What is Value Engineering?

Value Engineering is a systematic team approach used to analyze and improve value in a product, facility, system or service. It focuses on the functions of the "thing" in question. The method has been around since the 1950's, and it's been very successful for its serious practitioners. The Value Method is much quicker and less expensive than the standard trial and error approach that most people take by default.

Larry Miles came up with the powerful new concept of Function Analysis, which is one of eight key elements in the value analysis process. In working with value analysis (VA), you first convert your product or process into a number of word-pairs called Functions. If you ask, when considering a product or process, What does it do?, the answer should be given in a series of two-word sentences – a noun and a verb - such as Remove Pollutants. The remainder of the study then concentrates on the word-pairs rather than on the concrete product or process. Value Analysts call this group of statements a Function Analysis.

By concentrating all of their problem-solving effort on these two-word Functions, the team accomplishes several objectives:

They greatly minimize what Miles called functional fixedness. For example, you can be more creative when tackling a problem defined in terms of "Remove Pollutants" than one defined in terms of "Make a better Catalytic Converter."

The team gains a more creative focus. This is because the team no longer focuses primarily on the mechanical explanation of the product, but instead focuses on what the product does for the customer. Miles defined this creative focus of Function Analysis in terms of the technique he called Create-by-Function.

It prevents a team from simply creating solutions to the problems of the product under study instead of looking at the product in terms of its function.
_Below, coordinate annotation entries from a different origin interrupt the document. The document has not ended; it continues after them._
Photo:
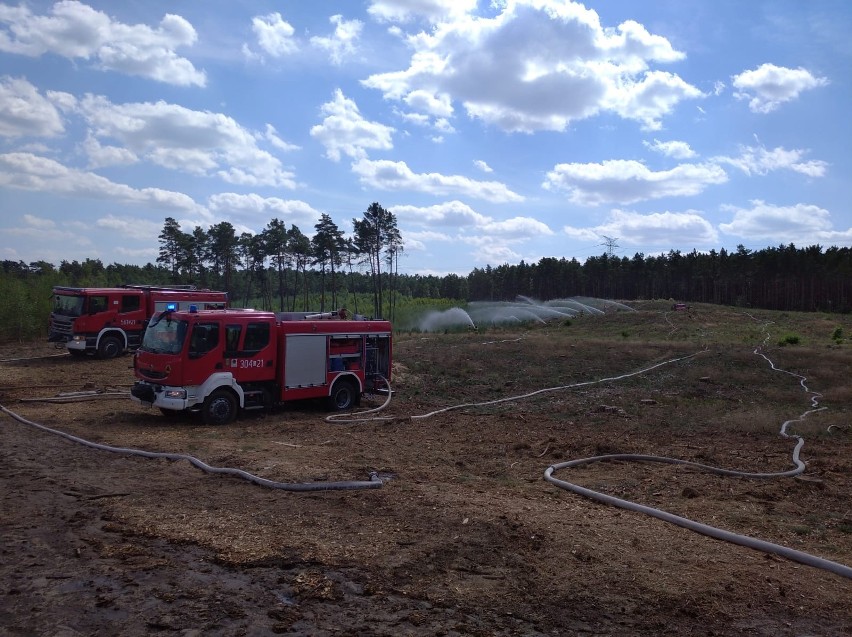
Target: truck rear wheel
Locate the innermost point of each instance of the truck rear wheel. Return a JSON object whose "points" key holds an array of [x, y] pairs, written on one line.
{"points": [[219, 408], [109, 347], [344, 395]]}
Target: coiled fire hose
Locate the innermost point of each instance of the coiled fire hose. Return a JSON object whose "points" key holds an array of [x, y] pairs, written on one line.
{"points": [[743, 540], [704, 529], [373, 483]]}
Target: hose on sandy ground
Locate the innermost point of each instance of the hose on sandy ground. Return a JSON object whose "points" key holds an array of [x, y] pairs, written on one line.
{"points": [[77, 397], [373, 483], [743, 540], [361, 416], [704, 529], [31, 358]]}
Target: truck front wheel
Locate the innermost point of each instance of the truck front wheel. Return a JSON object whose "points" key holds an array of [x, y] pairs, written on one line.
{"points": [[219, 408], [344, 395], [109, 347]]}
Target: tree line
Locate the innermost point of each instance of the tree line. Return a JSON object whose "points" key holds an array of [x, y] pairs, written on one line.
{"points": [[776, 278], [280, 268], [276, 261]]}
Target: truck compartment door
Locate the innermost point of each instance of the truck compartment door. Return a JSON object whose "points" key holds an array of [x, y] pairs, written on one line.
{"points": [[305, 360]]}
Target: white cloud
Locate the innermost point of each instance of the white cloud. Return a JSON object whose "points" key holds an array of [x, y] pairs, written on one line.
{"points": [[662, 229], [539, 65], [100, 155], [130, 227], [345, 131], [801, 224], [397, 176], [627, 181], [757, 160], [343, 43], [78, 32], [768, 86], [459, 215], [431, 10], [449, 213], [38, 222], [24, 112], [674, 149], [274, 35], [272, 137], [256, 211], [30, 172], [198, 142]]}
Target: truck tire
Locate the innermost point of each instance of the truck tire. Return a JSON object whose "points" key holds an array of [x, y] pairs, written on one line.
{"points": [[110, 347], [344, 395], [219, 408]]}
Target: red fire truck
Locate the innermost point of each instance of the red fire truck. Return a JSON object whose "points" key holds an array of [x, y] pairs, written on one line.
{"points": [[218, 362], [109, 321]]}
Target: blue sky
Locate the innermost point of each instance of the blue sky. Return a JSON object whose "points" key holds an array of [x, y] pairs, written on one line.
{"points": [[495, 131]]}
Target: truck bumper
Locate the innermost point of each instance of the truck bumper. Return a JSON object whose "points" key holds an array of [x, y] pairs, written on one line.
{"points": [[78, 344], [164, 397]]}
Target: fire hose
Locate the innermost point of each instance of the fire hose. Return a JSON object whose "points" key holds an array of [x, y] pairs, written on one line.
{"points": [[373, 483], [704, 529]]}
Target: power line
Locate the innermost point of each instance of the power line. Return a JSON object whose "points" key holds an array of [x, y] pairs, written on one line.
{"points": [[610, 243]]}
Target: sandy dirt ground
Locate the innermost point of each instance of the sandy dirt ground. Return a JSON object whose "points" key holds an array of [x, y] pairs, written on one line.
{"points": [[464, 537]]}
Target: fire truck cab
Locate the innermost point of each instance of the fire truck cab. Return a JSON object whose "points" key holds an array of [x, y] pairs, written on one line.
{"points": [[220, 361], [106, 322]]}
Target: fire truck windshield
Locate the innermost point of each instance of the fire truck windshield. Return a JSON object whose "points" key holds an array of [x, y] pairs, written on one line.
{"points": [[164, 337], [68, 305]]}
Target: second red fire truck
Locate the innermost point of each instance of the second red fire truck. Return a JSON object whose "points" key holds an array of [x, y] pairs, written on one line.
{"points": [[109, 321], [221, 361]]}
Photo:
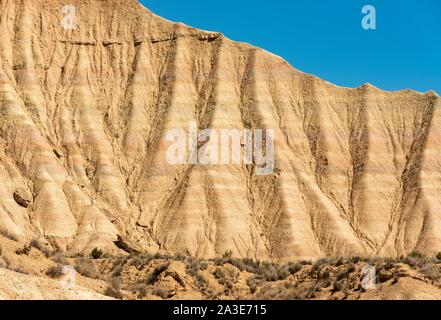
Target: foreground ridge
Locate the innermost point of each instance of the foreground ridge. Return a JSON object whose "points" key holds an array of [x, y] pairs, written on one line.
{"points": [[84, 118]]}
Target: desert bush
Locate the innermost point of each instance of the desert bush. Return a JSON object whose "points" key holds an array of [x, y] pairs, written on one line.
{"points": [[8, 235], [59, 258], [55, 271], [417, 255], [96, 253], [86, 268], [194, 266], [337, 286], [384, 276], [162, 292], [23, 250], [280, 292], [227, 254], [111, 292], [153, 275], [431, 271]]}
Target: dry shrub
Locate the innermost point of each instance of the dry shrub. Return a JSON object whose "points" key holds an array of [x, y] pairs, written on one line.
{"points": [[87, 269], [431, 271], [55, 271]]}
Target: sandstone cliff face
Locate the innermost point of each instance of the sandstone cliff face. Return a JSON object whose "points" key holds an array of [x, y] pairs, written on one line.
{"points": [[83, 120]]}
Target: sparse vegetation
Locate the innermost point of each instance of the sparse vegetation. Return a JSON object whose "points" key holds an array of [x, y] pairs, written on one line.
{"points": [[96, 253], [55, 271], [8, 235], [23, 250]]}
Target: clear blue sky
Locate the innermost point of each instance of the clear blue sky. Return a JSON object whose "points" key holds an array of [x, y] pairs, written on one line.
{"points": [[325, 37]]}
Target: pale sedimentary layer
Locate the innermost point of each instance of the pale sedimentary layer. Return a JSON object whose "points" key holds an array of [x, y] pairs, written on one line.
{"points": [[84, 116]]}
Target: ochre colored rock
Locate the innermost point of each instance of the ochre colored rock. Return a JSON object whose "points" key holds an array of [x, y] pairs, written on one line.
{"points": [[23, 197], [357, 170]]}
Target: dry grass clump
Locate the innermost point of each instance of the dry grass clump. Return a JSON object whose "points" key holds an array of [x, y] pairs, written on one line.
{"points": [[55, 271], [8, 235], [431, 271], [86, 268]]}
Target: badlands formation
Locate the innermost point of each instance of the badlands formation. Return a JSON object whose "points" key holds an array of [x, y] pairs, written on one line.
{"points": [[84, 115]]}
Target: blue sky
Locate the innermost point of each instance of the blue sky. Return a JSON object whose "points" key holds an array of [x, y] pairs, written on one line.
{"points": [[325, 37]]}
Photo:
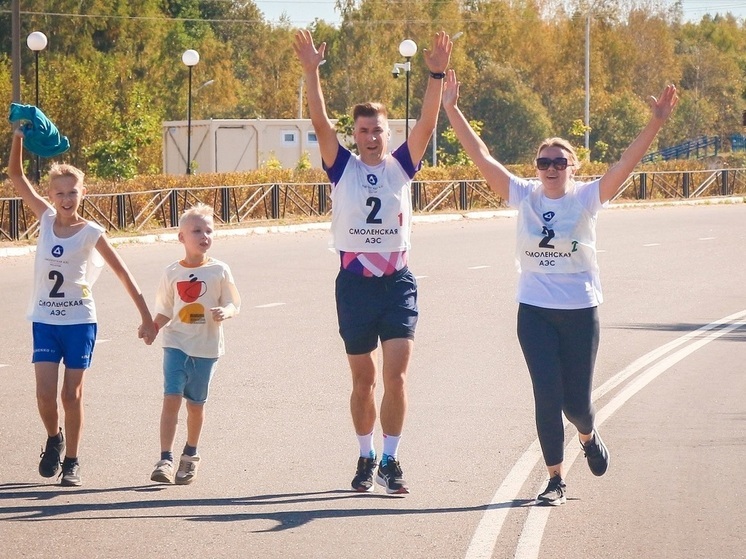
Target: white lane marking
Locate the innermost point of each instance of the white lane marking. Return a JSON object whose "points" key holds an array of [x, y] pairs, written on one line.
{"points": [[485, 536], [533, 529]]}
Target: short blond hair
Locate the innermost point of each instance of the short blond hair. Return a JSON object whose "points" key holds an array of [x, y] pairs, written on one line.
{"points": [[66, 170], [562, 144], [198, 210]]}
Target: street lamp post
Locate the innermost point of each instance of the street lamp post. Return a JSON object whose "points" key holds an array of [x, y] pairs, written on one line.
{"points": [[37, 42], [190, 58], [407, 48]]}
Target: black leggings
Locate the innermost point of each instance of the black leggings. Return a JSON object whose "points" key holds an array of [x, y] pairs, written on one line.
{"points": [[560, 348]]}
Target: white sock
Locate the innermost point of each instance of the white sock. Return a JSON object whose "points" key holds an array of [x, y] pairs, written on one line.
{"points": [[366, 445], [391, 445]]}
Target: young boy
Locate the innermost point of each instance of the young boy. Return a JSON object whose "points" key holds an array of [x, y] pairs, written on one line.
{"points": [[195, 296], [62, 310]]}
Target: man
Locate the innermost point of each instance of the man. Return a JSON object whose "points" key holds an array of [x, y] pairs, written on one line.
{"points": [[376, 294]]}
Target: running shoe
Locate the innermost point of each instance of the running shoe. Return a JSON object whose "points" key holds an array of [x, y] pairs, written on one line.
{"points": [[363, 480], [163, 472], [187, 471], [391, 477], [71, 474], [597, 455], [51, 456], [554, 494]]}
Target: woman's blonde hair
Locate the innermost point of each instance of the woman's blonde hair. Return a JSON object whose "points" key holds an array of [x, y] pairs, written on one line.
{"points": [[65, 170], [562, 144]]}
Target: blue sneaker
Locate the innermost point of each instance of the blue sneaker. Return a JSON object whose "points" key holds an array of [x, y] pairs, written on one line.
{"points": [[51, 456], [363, 480]]}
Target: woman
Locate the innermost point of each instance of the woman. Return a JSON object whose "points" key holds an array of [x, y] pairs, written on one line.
{"points": [[559, 288]]}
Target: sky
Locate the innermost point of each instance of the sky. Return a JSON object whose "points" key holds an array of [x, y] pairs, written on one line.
{"points": [[304, 13]]}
The team can capture the essence of a complex product or process on one page of unambiguous statements. This is called a Function Diagram or "FAST Diagram."

Besides the core of Function Analysis, there are other key elements to the Value Analysis process.
  • FUNCTION-COST
  • FUNCTION-WORTH
  • CREATE BY FUNCTION
  • IMPLEMENTATION
  • THE JOB PLAN
  • THE TEAM
  • OWNERSHIP

Q: So if I wanted to begin implanting Value Analysis, where would I start?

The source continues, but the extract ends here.